Opstanding en dood zijn dus volgens de Heilige Schrift identiek aan elkaar; alleen het gezichtspunt, vanwaaruit ernaar gekeken wordt, is verschillend. Als het stoffelijke lichaam sterft, vindt tegelijkertijd de opstanding van de ziel en het etherische lichaam plaats. Als de eierschaal breekt, komt de vogel tevoorschijn.

4. De verheerlijking van het etherische lichaam
Het woord 'opstanding' wordt in de Heilige Schrift dus vaak eenvoudigweg gebruikt voor het uittreden en voortleven van de ziel en haar etherische omhulling, hetzij in een gelukkige en zalige, hetzij in een o­ngelukkige en o­nzalige toestand. Het eerstgenoemde is een 'opstanding van de rechtvaardigen', het laatstgenoemde een `opstanding van de o­nrechtvaardigen'. (Luc. 14: 14; Hand. 24: 15).
Heel wat vaker wordt echter met de woorden 'opstanding' en 'opwekking' in het spraakgebruik van de Heilige Schrift alleen de opstanding van de rechtvaardigen  bedoeld, d.w.z. het voortleven van goede mensen in een verheerlijkt astraal lichaam. Als bv. in 1 Kor. 6:14 gezegd wordt: “God heeft niet alleen de Here opgewekt, maar zal ook o­ns opwekken door Zijn kracht”, of in 2 Kor. 4:14: “Wij weten, dat Hij, die de Here Jezus opgewekt heeft, ook o­ns met Jezus zal opwekken”, dan valt gemakkelijk in te zien dat daarmee een zalig voortbestaan wordt bedoeld. Dat de Heilige Schrift het vaakst deze betekenis hecht aan het woord 'opstanding', blijkt uit het 15e hoofdstuk van de eerste brief aan de Corinthiërs.

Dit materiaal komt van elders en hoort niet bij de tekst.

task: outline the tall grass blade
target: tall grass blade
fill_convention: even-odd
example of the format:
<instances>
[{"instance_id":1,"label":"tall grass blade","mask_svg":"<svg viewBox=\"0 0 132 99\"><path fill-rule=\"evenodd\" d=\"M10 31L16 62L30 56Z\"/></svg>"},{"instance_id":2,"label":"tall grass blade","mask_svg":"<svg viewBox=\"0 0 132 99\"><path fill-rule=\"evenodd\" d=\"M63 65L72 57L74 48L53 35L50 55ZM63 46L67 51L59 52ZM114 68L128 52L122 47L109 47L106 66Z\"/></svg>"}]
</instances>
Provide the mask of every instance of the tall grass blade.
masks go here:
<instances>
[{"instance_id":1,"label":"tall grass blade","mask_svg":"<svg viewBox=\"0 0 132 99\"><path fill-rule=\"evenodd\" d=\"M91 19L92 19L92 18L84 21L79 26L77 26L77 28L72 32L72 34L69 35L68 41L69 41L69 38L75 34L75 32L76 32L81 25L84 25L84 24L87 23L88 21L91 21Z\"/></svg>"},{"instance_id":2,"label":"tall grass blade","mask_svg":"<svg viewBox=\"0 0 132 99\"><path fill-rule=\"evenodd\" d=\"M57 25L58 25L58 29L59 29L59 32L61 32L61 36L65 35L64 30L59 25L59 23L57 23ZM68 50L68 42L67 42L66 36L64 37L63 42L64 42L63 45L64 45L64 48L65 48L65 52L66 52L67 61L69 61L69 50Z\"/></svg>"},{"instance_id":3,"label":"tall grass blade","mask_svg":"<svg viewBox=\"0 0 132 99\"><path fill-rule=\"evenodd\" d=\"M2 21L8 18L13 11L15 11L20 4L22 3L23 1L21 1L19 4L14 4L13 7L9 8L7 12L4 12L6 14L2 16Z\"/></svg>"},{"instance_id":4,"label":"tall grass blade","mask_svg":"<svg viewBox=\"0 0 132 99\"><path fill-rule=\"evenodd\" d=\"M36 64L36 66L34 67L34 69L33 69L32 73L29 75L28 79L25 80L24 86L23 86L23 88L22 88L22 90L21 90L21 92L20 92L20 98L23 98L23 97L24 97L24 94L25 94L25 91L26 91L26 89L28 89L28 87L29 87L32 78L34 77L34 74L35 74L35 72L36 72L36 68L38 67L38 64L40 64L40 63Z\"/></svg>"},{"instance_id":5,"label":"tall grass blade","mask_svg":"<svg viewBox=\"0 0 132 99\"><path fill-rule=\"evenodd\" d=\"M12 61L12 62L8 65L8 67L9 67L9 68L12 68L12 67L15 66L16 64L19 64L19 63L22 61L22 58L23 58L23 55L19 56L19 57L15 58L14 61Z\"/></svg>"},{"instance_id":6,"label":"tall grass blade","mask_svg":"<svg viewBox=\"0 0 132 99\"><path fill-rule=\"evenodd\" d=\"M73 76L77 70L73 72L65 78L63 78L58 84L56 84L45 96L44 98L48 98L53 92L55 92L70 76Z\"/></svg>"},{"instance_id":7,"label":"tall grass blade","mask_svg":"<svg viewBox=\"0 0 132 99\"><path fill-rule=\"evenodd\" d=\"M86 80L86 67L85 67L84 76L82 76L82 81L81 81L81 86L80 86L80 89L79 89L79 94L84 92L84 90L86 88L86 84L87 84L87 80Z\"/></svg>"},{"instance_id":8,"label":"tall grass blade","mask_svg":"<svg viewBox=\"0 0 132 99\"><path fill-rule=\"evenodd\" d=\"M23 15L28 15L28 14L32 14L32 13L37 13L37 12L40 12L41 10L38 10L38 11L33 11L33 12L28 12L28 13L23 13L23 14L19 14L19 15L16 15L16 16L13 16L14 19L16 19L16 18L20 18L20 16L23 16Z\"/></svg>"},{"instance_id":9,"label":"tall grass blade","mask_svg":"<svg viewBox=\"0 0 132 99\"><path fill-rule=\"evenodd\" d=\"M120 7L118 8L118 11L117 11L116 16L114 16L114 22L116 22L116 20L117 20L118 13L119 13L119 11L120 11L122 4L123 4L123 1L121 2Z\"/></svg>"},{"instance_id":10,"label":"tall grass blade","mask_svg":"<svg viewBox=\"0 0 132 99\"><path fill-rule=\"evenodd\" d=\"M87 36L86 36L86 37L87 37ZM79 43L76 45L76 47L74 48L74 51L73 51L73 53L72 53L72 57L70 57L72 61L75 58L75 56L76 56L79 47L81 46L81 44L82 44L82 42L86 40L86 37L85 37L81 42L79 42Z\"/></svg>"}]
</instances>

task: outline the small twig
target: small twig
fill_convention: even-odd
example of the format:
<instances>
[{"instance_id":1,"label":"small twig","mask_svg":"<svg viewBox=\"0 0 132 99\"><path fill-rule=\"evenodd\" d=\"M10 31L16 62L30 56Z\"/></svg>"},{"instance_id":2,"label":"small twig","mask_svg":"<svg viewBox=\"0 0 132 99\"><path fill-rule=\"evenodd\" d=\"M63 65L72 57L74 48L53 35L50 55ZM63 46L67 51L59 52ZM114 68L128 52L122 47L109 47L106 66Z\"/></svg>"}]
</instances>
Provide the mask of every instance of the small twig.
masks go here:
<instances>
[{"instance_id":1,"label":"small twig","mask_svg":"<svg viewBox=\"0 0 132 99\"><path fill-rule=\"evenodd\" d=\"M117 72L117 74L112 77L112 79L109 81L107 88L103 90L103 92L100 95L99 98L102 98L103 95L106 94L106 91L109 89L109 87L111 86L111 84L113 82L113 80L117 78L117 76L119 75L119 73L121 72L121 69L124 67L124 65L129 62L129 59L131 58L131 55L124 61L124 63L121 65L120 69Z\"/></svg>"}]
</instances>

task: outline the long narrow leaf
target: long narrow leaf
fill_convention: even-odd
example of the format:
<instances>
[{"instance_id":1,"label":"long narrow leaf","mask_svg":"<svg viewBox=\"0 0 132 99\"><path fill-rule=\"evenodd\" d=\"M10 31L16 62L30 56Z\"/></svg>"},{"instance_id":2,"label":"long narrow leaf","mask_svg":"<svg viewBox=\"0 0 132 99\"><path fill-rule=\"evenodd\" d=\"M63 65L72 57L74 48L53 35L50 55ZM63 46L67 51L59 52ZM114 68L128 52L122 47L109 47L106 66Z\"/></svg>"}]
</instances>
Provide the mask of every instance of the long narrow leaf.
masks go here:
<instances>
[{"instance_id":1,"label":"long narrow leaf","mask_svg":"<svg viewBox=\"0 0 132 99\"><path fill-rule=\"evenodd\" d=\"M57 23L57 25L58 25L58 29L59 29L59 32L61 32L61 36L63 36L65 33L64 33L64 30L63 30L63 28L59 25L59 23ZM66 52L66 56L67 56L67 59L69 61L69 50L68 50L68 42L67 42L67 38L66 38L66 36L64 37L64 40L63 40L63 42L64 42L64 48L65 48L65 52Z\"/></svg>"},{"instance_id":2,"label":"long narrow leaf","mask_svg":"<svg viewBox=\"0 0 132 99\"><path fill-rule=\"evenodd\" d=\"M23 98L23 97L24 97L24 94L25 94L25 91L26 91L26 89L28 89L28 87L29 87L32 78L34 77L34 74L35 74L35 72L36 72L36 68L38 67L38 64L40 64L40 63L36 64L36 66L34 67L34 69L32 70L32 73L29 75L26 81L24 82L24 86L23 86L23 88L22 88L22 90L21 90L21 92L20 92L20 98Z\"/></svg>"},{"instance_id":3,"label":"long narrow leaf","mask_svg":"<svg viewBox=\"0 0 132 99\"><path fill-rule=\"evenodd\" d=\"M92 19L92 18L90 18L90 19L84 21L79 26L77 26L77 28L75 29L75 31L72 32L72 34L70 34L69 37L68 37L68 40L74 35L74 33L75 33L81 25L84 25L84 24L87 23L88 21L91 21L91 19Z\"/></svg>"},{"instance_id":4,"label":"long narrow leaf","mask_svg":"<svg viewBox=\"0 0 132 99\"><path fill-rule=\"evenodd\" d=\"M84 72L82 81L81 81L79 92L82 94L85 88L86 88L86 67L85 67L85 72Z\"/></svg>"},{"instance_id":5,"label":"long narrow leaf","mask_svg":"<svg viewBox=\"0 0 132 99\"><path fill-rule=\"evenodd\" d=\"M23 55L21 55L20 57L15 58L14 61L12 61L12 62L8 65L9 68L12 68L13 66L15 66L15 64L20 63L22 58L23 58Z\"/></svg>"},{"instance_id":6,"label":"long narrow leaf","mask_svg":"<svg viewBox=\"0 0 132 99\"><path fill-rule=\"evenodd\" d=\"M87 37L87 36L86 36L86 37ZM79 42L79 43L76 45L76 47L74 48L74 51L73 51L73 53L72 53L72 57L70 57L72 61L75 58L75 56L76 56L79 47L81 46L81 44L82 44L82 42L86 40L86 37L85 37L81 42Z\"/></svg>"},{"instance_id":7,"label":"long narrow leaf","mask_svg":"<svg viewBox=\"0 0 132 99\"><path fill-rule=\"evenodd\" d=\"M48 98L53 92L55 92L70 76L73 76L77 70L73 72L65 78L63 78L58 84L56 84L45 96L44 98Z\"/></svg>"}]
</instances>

Daarin verklaart Paulus: zo zeker als het is, dat Christus is opgestaan, bestaat er ook met zekerheid een opstanding van de doden, d.w.z. een zalig voortbestaan van de ziel en het etherische lichaam voor de ware gelovigen. In vers 35-38 verklaart Paulus nader hoe men zich deze opstanding van de doden moet voorstellen. “Hoe worden de doden opgewekt? En met wat voor lichaam komen zij?”, vraagt Paulus. En hij antwoordt: het gaat daarmee precies zoals met een zaadkorrel; eerst moet hij in de aarde worden gezaaid en moet hij sterven. Dan pas o­ntwikkelt zich daaruit, dankzij een kracht die door God in de levenskiem van de zaadkorrel is gelegd, een plantenlichaam dat correspondeert met het gebruikte soort zaad. “Zo is het ook met de opstanding der doden” (vers 42). Ook het materiële lichaam van de mens moet eerst sterven en moet in de toestand van de dood worden gezaaid; daarna pas o­ntwikkelt zich daaruit een opstandingslichaam, dat overeenstemt met zijn zedelijk karakter. Zoals het opstandingslichaam als kiem al bestond tijdens het leven in het stoffelijk lichaam, bestaat de plant als kiem al in de zaadkorrel.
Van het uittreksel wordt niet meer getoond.